Differential expression of PmNAC genes in P. massoniana in response to B. xylophilus infection. The transcriptional response of 23 PmNAC genes to pine wood nematode (B. xylophilus) infection was investigated using RT-qPCR. Control samples (Control) were collected from mock-inoculated seedlings (treated with sterile water), while infected samples (BX) were collected from seedlings inoculated with nematodes. For each group, tissues from multiple whole seedlings were pooled. Relative gene expression was calculated using the 2^−∆∆Ct method. Data are presented as the mean ± standard deviation (SD) of three biological replicates. Student’s t-test was used to determine statistical significance between the infected and control groups. Asterisks denote significant differences (*, p < 0.05).

Figure 7

Expression analysis of the PmNAC gene family in P. massoniana in response to phytohormone treatments. The relative expression levels of 23 PmNAC genes were analyzed in P. massoniana seedlings (or specify the tissue, e.g., needles) after 4 h of treatment. (A) Plants treated with 100 μM MeJA. (B) Plants treated with 5 mM SA. A mock treatment (e.g., with the solvent used to dissolve the hormones) served as the control group for both experiments. Gene expression was quantified using the 2^−ΔΔCt method. Data are presented as the mean ± SD from three biological replicates. Asterisks indicate statistically significant differences compared to the respective mock-treated controls (* p < 0.05), as determined by Student’s t-test.

Figure 8

Analysis of PmNAC8 transcription factor characteristics. (A) The transcriptional activation activity of PmNAC8 was confirmed in yeast.

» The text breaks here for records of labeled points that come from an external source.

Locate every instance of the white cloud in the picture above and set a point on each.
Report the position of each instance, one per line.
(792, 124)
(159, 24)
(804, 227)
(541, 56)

Yeast cells transformed with a PmNAC8 construct grew on a selective triple-deficiency medium, demonstrating its function as a transcriptional activator. (B) Subcellular localization analysis in N. benthamiana epidermal cells showed that the PmNAC8-GFP fusion protein is localized to the nucleus, consistent with its function as a transcription factor. Scale bars = 50 µm.

Figure 9

Overexpression of PmNAC8 induces ROS accumulation and defense gene expression in N. benthamiana. (A) Visualization of hydrogen peroxide (H₂O₂) accumulation by 3,3′-diaminobenzidine (DAB) staining in N. benthamiana leaves at 48 h post-infiltration (hpi). Tissues were infiltrated with Agrobacterium carrying a PmNAC8 expression construct or an empty vector (EV) as a control. (B) Quantification of H₂O₂ content in the infiltrated leaf tissues. (C) Relative expression levels of pathogenesis-related (PR) genes in the infiltrated zones, as determined by RT-qPCR. Relative gene expression was calculated using the 2^−∆∆Ct method. Data are presented as the mean ± standard deviation (SD) of three biological replicates. Student’s t-test was used to determine the statistical significance between the PmNAC8 injection group and the empty vector group. Asterisks indicate significant differences (*, p < 0.05).